ミドレックスの還元鉄プラント
ミドレックスの還元鉄プラント

 今年5月20日にオンラインで開いた2024年度から3カ年の中期経営計画の進捗説明会――。勝川四志彦社長は、欧米を中心に脱炭素化の潮流に微妙な変化が生じていることに触れ、鉄鋼事業での「カーボンニュートラル(CN、温室効果ガス排出実質ゼロ)挑戦」の最大課題である「高炉から電炉への転換」について、「CNの潮流を見ながら検討していくことに変わりはないが、国内市場の縮小のスピードが想定よりも速まる可能性もあるので、2025年度中の意思決定を急がず、もう少し状況を見極めたい」と語り、投資決定のタイミングを当初想定よりも後ろ倒しする方針を示した。

 鉄鋼業の脱炭素化に向けた次世代製鉄プロセスは、既存の高炉システムを生かした水素還元製鉄法や、水素による直接還元製鉄法、大型革新電炉による高級鋼製造技術など複数のアプローチが想定されているが、競争力のある水素の確保が短期的には難しい日本において最も実用化に近いとされるのが「大型革新電炉」だ。

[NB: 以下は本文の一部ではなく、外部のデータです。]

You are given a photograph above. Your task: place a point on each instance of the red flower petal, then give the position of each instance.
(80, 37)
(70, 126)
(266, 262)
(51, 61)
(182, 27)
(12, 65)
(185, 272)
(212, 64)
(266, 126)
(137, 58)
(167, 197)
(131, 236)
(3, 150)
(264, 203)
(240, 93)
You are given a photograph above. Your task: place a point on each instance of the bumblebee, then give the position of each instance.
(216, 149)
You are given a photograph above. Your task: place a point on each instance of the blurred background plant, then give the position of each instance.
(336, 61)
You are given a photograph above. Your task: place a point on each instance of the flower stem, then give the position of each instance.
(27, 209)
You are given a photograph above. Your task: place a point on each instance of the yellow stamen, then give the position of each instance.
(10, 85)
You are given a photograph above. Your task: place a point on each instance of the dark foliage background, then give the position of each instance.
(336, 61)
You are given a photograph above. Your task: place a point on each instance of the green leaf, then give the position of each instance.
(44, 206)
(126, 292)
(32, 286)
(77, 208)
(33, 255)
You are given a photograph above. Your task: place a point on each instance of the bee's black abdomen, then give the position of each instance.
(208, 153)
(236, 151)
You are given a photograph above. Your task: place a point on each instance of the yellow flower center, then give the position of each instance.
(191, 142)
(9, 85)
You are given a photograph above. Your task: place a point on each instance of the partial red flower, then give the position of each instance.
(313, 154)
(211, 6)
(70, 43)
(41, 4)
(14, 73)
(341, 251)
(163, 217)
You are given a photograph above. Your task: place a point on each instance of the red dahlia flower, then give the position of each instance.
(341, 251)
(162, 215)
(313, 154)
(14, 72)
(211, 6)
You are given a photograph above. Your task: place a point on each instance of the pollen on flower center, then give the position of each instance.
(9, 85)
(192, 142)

 国内高炉メーカーでは、JFEスチールと日本製鉄が28年度以降の実機稼働に向けて投資決定に踏み切った。こうした中で、加古川製鉄所(兵庫県加古川市)で2基の高炉を動かす神戸製鋼所の動向に関心が集まっている。

 JFE、日鉄がともに、投資決定を急いだのは、政府の「GX(グリーントランスフォーメーション)経済移行債」による支援が公表されたことに加えて、高炉更新のタイミングが迫っていたからだ。これに対し、神鋼の場合、加古川の高炉の更新時期は30年代後半。神鋼にはもともと時間的な余裕があった。仮に30年代後半での電炉転換でも「50年CN」には十分間に合う計算だ。このため投資コストの上昇など最近の傾向をみながら、慎重に投資判断できる立ち位置にある。今は「50年CN」に向け、官民プロジェクト「グリーンイノベーション(GI)基金事業」に参画しながら、技術開発に注力する方針だ。

 CNの潮流変化が起きているのは確かだが、CN実現に向けた歩みを止めるわけではない。

 現中期経営計画では、「稼ぐ力の強化/成長追求」と合わせ、引き続き「カーボンニュートラル(CN)への挑戦」を最重要課題に据えた。CNの追求は高炉メーカーにとって避けて通れない課題。神鋼もCN実現に向け、課題克服をあきらめるつもりはない。

 「50年CN」の一里塚となる神鋼の30年目標は、生産プロセスにおける二酸化炭素(CO2)排出量の13年比30~40%削減。加古川への上工程集約などですでに23年度は20%削減しており、残る10~20%については、複数のアプローチの中から適切な削減手段を選択していく方針。これに必要な投資資金として想定するのは100億~200億円。また、削減の達成にはグリーンスチールの普及も課題となっており、環境への付加価値を広く認めてもらえるよう、業界団体・政府と連携して取り組みを進めている。

 複数アプローチとして選択肢にあがっているのが(1)スクラップ活用拡大(2)高炉HBI(ホットブリケットアイアン)多配合(3)高炉でのバイオマス活用(4)再エネ活用――など。

 複線的なアプローチを選択できるのは、多くの独自技術を擁しているからだ。

 その一つが、全額出資子会社である米ミドレックスが提供する直接還元鉄プロセス。世界中で稼働しており、世界の還元鉄生産量のうち約8割(天然ガスベースの直接還元鉄)のシェアを誇る。天然ガスを還元剤とする従来のプロセスに加え、天然ガスを水素に柔軟に置き換え可能なプロセスや、100%水素を還元剤とするプロセス技術も有する。22年にスウェーデンで受注した100%水素還元タイプのプラントは、建設が進んでいる。

 加古川では22年、他社に先駆けて、既存高炉での還元鉄配合に成功。これによるCO2削減実績を基に、グリーンスチールの販売につなげた。水素活用のノウハウを持つコベルコグループは、この分野では一歩抜け出している。

 今年5月、新たなアプローチとして公表したのがバイオマスブラックペレットの活用。UBE三菱セメントとの共同事業化を視野に、検討を開始した。高炉でのバイオマス活用の一環。これが実用化されれば、原料炭からの一部転換が可能となる。移行期(トランジション)では有効なアプローチだ。

 鉄鋼事業におけるCNへの挑戦はまだ端緒についたばかり。とはいえ、技術力で定評のある神鋼の取り組みには各方面から注目が集まっている。